- A steady breeze and lots of pine trees reminded us of central Oregon and kept us cool on a very hot day.
- There were very few other people at the site while we were there.
- Thanks to some excellent town-planning in the first millennium BCE., we were able to get our bearings quickly and navigate the site easily...once we found out where the excavated area started. The city grid, with main streets running east to west, is still visible on Google Earth's remarkably clear satellite photo of the ruins:

- The site is in an excellent state of preservation, and unlike Pergamum and Ephesus, the majority of the ruins reflect their Greek (rather than Roman) origin: "Apart from some minor alterations to the theatre and some of the other public buildings, the Hellenistic city [built in the 4th cent.

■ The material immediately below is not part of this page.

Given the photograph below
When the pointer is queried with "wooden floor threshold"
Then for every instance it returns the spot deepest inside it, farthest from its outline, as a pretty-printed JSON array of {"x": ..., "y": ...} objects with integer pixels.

BCE] was left untouched by the Romans....the modern visitor walks through the 2C BC" (Blue Guide, 232).
Next to the Pyrtaneion is the Bouleterion or city council chamber:

There were also several temples, the largest of which was the temple to Athena, now in some disarray:
These 3C and 4C BC houses have been compared with the 1C AD houses discovered at Pompeii and Herculaneum. they have many features in common. Both the Hellenistic and Roman builders used a design which proved itself effective all over the Mediterranean. Their houses were built to protect the occupants from the fierce heat of the summer sun and from the cold of winter.The houses were also very small by modern standards; their close proximity to each other illustrate how different our modern Western conceptions of personal space are from those of the ancient world.
Assuming the first Christ-believers met in houses, perhaps we should also consider how very different church in the first century would have been from most Christians' experience of church today.